4.6.3 Interesting Comments

In this last Section we have carried out an experimental comparison among the imputation methods presented in this chapter. We have tried to obtain the best imputation choice by means of non-parametric statistical testing. The results obtained concur with previous studies:

  • The imputation methods which fill in the MVs outperform the case deletion (IM method) and the lack of imputation (DNI method).

  • There is no universal imputation method which performs best for all classifiers.

In Sect. 4.6.1 we have analyzed the influence of the imputation methods in the data in respect to two measures. These two measures are the Wilson’s noise ratio and the average MI difference. The first one quantifies the noise induced by the imputation method in the instances which contain MVs. The second one examines the increment or decrement in the relationship of the isolated input attributes with respect to the class label. We have observed that the CMC and EC methods are the ones which introduce less noise and maintain the MI better.

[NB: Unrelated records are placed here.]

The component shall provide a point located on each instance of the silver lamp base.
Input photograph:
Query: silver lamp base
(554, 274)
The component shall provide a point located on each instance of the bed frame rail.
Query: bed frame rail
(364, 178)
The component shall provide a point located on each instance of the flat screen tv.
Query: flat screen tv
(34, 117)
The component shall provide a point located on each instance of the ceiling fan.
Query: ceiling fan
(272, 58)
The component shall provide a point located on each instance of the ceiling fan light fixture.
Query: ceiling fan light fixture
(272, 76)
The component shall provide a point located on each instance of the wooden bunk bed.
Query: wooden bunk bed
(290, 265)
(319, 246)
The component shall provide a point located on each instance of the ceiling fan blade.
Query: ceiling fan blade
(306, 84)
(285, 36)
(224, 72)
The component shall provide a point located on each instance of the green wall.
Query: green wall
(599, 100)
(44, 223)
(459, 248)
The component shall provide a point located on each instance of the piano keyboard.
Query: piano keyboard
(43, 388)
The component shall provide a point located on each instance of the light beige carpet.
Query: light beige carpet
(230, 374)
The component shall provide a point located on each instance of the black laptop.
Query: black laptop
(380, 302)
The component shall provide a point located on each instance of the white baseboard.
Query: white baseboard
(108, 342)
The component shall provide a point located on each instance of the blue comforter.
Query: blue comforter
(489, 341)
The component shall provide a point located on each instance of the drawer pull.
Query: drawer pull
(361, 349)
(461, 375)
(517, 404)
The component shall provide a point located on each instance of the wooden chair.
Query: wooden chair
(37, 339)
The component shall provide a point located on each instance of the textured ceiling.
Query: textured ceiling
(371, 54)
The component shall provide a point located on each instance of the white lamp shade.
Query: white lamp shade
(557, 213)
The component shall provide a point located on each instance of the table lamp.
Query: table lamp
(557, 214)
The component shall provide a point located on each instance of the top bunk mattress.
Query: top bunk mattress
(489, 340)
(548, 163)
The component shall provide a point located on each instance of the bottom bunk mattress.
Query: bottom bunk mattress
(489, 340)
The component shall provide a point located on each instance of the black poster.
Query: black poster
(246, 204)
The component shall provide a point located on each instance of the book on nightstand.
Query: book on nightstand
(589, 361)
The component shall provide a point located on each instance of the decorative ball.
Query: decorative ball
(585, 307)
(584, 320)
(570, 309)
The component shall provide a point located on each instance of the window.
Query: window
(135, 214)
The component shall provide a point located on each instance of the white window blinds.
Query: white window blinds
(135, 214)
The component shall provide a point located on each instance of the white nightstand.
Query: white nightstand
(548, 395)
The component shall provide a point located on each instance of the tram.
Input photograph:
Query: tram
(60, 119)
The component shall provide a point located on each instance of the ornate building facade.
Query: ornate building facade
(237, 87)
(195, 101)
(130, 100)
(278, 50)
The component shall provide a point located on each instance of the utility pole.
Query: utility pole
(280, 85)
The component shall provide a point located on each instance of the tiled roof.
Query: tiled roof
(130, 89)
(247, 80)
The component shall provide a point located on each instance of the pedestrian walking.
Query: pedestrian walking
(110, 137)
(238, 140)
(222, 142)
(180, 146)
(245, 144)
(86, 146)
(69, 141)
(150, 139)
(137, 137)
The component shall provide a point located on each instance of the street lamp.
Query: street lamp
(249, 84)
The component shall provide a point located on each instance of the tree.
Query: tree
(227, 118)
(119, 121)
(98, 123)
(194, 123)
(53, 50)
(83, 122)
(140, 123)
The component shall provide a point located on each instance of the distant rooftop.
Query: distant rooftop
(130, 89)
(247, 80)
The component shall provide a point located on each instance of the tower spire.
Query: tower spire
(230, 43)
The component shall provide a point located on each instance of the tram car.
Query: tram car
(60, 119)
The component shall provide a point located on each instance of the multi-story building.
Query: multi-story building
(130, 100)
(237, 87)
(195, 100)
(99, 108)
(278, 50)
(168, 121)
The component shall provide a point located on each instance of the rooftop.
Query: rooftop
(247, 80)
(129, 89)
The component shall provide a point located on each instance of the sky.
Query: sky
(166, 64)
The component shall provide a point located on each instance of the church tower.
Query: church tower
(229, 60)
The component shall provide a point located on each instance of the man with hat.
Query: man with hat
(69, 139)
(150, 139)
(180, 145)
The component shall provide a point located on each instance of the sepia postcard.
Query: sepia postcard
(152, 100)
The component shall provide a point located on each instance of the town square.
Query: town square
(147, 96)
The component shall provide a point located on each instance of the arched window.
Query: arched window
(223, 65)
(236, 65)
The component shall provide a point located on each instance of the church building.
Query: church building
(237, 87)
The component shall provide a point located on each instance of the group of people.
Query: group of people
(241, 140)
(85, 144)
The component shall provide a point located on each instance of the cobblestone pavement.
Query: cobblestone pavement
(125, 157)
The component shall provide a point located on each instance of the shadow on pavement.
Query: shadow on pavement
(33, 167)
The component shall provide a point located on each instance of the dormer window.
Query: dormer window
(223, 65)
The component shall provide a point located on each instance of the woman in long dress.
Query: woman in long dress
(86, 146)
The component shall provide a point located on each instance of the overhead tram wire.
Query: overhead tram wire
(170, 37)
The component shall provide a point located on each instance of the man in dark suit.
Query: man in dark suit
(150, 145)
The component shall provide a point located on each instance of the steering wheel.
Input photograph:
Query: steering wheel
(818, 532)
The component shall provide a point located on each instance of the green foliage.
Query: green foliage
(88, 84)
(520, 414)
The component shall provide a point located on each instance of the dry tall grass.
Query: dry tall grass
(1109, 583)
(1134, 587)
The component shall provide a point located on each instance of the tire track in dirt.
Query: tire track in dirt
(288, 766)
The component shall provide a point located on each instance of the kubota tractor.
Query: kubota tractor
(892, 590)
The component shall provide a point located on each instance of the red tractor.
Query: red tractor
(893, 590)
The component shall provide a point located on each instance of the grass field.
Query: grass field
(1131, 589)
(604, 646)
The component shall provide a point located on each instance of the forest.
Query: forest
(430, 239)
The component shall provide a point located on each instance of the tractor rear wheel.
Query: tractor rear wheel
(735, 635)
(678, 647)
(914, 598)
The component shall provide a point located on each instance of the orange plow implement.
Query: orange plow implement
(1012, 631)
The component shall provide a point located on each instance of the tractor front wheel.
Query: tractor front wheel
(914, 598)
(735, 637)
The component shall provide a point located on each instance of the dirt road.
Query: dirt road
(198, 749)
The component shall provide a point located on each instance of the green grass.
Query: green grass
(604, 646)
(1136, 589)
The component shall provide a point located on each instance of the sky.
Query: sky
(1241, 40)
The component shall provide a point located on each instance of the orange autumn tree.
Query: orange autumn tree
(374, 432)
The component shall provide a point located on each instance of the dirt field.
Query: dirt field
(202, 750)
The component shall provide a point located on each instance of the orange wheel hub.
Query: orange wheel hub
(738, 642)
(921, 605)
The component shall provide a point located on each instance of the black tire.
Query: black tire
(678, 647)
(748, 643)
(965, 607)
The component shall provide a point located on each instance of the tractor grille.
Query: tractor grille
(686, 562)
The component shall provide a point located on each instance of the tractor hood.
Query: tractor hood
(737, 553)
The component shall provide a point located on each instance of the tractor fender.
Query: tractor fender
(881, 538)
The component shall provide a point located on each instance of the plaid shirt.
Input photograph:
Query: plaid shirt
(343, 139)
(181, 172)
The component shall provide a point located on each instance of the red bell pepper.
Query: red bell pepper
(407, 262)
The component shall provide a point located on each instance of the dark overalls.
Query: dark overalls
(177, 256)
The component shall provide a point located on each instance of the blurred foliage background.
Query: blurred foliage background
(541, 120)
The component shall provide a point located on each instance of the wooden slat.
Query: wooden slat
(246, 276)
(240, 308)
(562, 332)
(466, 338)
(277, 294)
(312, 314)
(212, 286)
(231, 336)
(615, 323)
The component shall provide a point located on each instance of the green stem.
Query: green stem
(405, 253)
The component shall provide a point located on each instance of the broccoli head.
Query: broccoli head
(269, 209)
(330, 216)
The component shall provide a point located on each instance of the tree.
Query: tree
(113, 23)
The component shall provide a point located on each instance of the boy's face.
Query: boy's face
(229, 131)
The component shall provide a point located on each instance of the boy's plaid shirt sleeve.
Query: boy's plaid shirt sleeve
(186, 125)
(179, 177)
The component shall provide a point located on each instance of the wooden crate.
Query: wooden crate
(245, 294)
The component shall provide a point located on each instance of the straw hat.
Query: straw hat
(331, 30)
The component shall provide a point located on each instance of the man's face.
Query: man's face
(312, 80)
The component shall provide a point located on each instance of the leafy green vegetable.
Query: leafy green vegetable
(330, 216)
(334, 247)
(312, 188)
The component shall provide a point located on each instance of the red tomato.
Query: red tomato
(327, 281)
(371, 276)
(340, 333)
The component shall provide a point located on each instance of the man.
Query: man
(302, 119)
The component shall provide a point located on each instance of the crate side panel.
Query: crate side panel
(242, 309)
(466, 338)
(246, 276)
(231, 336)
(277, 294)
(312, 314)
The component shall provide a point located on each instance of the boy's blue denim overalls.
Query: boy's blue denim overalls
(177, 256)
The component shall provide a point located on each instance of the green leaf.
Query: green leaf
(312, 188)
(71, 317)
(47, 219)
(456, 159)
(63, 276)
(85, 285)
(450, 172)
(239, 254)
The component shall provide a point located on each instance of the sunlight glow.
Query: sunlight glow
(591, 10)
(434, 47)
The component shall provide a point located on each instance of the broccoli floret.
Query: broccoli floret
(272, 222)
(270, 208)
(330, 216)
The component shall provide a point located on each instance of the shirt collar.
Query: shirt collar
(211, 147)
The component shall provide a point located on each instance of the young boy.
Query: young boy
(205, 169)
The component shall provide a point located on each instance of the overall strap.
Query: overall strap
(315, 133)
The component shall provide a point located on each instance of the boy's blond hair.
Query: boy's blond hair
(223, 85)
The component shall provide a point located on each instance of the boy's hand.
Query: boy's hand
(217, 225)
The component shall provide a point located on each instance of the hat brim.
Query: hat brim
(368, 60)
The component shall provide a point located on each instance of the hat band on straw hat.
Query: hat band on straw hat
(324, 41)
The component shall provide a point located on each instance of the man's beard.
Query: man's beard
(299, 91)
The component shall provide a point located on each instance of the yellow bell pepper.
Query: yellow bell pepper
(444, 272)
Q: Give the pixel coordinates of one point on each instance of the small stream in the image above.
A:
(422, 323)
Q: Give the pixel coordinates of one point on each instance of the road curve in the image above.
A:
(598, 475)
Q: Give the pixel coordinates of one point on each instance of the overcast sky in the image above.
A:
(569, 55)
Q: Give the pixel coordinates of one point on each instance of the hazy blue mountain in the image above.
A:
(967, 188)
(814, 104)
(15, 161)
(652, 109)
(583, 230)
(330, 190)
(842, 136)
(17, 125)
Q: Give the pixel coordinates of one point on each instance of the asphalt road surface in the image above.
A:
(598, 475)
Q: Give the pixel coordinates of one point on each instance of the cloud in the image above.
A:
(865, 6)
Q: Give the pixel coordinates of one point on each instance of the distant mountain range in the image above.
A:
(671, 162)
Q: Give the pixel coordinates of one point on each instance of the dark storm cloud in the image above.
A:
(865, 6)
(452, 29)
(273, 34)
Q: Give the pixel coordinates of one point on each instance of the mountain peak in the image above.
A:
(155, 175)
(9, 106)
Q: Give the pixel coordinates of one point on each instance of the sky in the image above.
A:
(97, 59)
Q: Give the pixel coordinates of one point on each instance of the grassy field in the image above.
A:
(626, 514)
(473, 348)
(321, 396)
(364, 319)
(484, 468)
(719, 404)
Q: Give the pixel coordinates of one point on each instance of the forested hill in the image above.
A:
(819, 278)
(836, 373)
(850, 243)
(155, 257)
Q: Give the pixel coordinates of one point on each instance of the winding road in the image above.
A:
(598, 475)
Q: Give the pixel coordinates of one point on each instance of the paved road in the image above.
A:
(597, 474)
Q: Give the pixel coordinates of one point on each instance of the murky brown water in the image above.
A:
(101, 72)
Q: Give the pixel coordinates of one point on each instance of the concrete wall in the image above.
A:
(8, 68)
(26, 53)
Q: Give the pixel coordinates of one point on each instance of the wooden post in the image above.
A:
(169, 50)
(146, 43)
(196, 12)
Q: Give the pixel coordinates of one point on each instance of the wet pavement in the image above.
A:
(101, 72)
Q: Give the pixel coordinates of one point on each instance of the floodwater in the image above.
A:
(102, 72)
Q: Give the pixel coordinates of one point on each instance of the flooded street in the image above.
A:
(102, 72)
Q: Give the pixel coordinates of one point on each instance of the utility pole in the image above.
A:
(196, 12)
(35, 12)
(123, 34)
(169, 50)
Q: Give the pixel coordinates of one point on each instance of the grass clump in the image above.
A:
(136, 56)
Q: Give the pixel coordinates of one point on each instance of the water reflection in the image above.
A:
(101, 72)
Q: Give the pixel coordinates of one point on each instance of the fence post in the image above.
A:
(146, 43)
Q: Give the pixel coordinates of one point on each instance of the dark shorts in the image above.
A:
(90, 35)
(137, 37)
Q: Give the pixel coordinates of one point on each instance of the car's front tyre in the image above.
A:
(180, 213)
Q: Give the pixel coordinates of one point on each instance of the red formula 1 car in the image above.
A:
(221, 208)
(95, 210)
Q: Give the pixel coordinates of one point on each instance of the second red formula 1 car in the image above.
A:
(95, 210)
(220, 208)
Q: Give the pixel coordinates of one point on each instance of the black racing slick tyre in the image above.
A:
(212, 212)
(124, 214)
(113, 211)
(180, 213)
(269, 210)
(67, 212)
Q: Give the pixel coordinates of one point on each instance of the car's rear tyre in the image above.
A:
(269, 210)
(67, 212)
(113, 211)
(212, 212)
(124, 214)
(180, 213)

According to the results in Sect. 4.6.2, the particular analysis of the MVs treatment methods conditioned to the classification methods’ groups seems necessary. Thus, we can stress the recommended imputation algorithms to be used based on the classification method’s type, as in the case of the FKMI imputation method for the Rule Induction Learning group, the EC method for the black-boxes modelling Models and the MC method for the Lazy Learning models. We can confirm the positive effect of the imputation methods and the classifiers’ behavior, and the presence of more suitable imputation methods for some particular classifier categories than others.